Can You Wear White in Winter?
If you were raised in the South, you were probably taught the rules for when it was acceptable to wear white. “No white before Easter or after Labor Day” was the usual guideline that women all over the U.S. followed for years and years.
Not any longer!
Fashion experts say you can break this dated rule and wear white any time of year as long as your make sure the material is seasonally appropriate. For example, wearing a white linen dress in winter is still a no-no, but wearing winter white in a chunky white wool sweater is perfectly acceptable and stylish.
So what or who created this fashion rule? According to fashion reporters, it began in the 1930s with the ultra-rich wearing white only in the summer. Light clothing gave the look of leisure, while dark clothing was mostly for working people. This idea expanded in the 1950s among the middle class. Southerners held to this hard and fast rule of no white before Easter or after Labor Day. Some say it’s a Southern thing, because it’s so hot in the South.
Now, wearing white after Labor Day is more widely acceptable, and it’s common to see ladies rocking a pair of white jeans late into September, especially in areas where the weather stays warm until late fall.

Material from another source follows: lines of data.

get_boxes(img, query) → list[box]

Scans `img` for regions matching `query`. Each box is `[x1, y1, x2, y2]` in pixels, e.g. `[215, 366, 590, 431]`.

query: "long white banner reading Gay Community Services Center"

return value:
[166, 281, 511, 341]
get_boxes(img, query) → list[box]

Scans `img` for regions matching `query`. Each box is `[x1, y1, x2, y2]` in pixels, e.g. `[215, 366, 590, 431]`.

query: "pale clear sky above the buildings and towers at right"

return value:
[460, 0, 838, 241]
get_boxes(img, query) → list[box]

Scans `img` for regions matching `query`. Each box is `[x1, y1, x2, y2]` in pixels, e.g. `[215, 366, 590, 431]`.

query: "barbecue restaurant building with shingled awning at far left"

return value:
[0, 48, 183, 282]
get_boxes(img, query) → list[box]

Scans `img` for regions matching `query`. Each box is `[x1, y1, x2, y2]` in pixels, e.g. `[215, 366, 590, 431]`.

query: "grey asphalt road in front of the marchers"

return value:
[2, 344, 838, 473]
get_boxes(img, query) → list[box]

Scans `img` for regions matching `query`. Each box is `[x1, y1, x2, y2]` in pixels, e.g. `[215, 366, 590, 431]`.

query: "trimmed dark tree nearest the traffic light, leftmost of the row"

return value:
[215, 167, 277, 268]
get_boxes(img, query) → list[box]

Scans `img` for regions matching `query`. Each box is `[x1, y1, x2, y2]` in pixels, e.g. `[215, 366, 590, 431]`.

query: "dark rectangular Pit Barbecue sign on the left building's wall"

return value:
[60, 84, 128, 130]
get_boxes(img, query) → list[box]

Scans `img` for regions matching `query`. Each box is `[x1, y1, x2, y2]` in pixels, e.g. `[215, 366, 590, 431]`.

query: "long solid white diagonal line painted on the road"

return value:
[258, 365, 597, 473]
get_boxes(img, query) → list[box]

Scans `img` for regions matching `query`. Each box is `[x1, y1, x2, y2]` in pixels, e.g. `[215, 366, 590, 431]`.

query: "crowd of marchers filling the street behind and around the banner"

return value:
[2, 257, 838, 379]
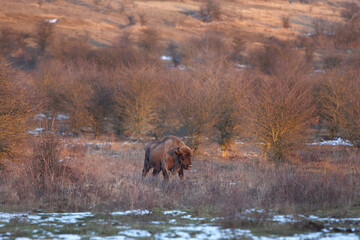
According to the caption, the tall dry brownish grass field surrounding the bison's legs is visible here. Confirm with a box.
[0,137,360,215]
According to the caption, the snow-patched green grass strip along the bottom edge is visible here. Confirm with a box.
[0,209,360,240]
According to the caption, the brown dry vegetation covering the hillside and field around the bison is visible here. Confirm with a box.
[0,0,360,216]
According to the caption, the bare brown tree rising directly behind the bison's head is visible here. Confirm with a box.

But what about wearing white before Easter? Do you really have to wait until then to wear white pants or shoes? Again, consider the weather. If it’s already in the high 70s where you live, wearing white linen pants or white sundress before the official Easter deadline is perfectly acceptable. But if it’s still snowing in April, hold off on the white linen until the weather thaws out.
When to wear white is ultimately a personal choice. But nearly all fashion experts say there is one hard rule of thumb—NEVER wear a white dress or outfit to a wedding unless you’re the bride!